Henryk Sienkiewicz

"Niewola tatarska"

ROZDZIAŁ VI

...Święty Boże, Święty mocny, Święty a nieśmiertelny, bądź pochwalony w dziełach Twoich! Kędy oczy moje łzami zalane obrócę, tam Cię widzę, a kędy Cię widzę, tam Cię wyznawam. Tyś na firmamencie ognie niebieski zawiesił, Ty słońcu z morza wstawać karząc, dzień na górach i dolinach czynisz.

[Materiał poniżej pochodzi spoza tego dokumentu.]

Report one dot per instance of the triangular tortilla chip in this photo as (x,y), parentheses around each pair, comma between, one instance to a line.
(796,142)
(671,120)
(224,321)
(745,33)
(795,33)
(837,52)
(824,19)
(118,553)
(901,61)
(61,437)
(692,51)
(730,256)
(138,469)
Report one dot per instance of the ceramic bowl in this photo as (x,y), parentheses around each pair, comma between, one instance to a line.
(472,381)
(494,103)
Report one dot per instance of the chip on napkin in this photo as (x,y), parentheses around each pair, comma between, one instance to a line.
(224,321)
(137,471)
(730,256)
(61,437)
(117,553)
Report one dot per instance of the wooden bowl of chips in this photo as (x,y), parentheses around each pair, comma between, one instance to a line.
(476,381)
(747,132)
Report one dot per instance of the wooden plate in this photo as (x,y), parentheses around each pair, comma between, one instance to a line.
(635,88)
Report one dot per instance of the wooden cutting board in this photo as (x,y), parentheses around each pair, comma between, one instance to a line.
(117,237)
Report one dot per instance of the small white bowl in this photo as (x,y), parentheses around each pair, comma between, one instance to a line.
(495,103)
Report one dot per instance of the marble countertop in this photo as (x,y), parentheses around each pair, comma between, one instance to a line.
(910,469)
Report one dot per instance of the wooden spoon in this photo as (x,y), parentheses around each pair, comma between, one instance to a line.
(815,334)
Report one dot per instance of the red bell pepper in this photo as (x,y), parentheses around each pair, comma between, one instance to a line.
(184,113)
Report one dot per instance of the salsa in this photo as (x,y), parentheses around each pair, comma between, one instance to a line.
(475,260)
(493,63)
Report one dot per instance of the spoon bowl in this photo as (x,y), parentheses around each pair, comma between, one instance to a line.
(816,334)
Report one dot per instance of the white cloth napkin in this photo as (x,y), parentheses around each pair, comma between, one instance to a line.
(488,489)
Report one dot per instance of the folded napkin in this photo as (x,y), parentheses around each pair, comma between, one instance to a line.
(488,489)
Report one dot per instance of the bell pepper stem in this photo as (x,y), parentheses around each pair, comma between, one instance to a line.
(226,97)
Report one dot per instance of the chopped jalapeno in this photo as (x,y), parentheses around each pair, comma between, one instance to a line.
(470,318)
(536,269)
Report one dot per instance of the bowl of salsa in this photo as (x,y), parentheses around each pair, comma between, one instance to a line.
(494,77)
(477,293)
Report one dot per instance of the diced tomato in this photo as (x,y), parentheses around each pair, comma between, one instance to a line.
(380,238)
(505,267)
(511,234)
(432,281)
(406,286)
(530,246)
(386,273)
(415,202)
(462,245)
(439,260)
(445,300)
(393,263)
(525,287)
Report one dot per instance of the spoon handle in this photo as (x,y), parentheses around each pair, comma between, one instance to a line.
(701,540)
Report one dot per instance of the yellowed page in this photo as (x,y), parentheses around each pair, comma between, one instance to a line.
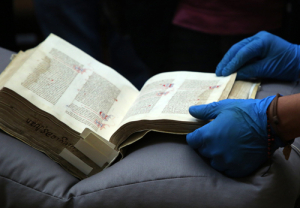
(75,88)
(14,66)
(244,90)
(169,95)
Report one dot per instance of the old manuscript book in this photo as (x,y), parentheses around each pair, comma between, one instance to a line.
(82,113)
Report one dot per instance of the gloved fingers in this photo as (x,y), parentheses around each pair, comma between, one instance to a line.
(244,56)
(231,54)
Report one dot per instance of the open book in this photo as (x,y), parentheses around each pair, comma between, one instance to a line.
(82,113)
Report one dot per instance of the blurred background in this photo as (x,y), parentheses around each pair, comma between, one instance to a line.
(19,27)
(141,38)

Na chwałę Twoją bory szumią i trzody po polach dzwonią: na chwałę Twoją wojska po stepach ze rżeniem koni jeżdżą i wszelka ziemska rzeczpospolita cześć ci oddawa. A iżeś mnie, sługę swego, opuścił i szczęścia mnie pozbawił i w tym bądź pochwalony! Na wojnach zbiegł wiek żywota mego i w trudzie pobielały mi włosy. Tam, Panie, gdzie działa ogniem śpiewały majestat Twój, a w dymach grzmiało imię Twoje, tam byłem. I na Multanach, i na Inflanciech płynęła krew moja, a dziś jestem stary i przygasłe źrenice ku ziemi się już zwracają, a ciało wiecznego spoczynku pragnie. Nie ziemskie dobra, nie bogactwa, honory i godności na tamten świat ze sobą poniosę, bom oto ubogi jest, jak byłem. Ale Ci, Panie, tarcz moją pokażę i powiem: "Patrz - niesplamiona, a splamiona, to jedno krwią moją. Imię-m nieskalane przechował, ducham nie poddał - i gnąc się z bólu - przeciem się nie złamał."

= = =

Na tym kończą się urywki pamiętnika Aleksego Zdanoborskiego. Okazuje się z tej kroniczki, iż ów "książę niezłomny", który koniuszym tatarskim nie chciał zostać, życie miał bólów pełne. Zgodnie z duchem czasu, do imienia wielce był przywiązany. Z Marią, jak to z pobieżnej wzmianki końcowej widać, rozdzieliły go losy. Zapewne też wcale się już nie ożenił. Jakoż ze wszystkiego domyślać się godzi, iż ślachcic ten umarł bezpotomnie i był ze swego rodu ostatnim.


Pierwodruk "Niwa" 1880.

[powrót]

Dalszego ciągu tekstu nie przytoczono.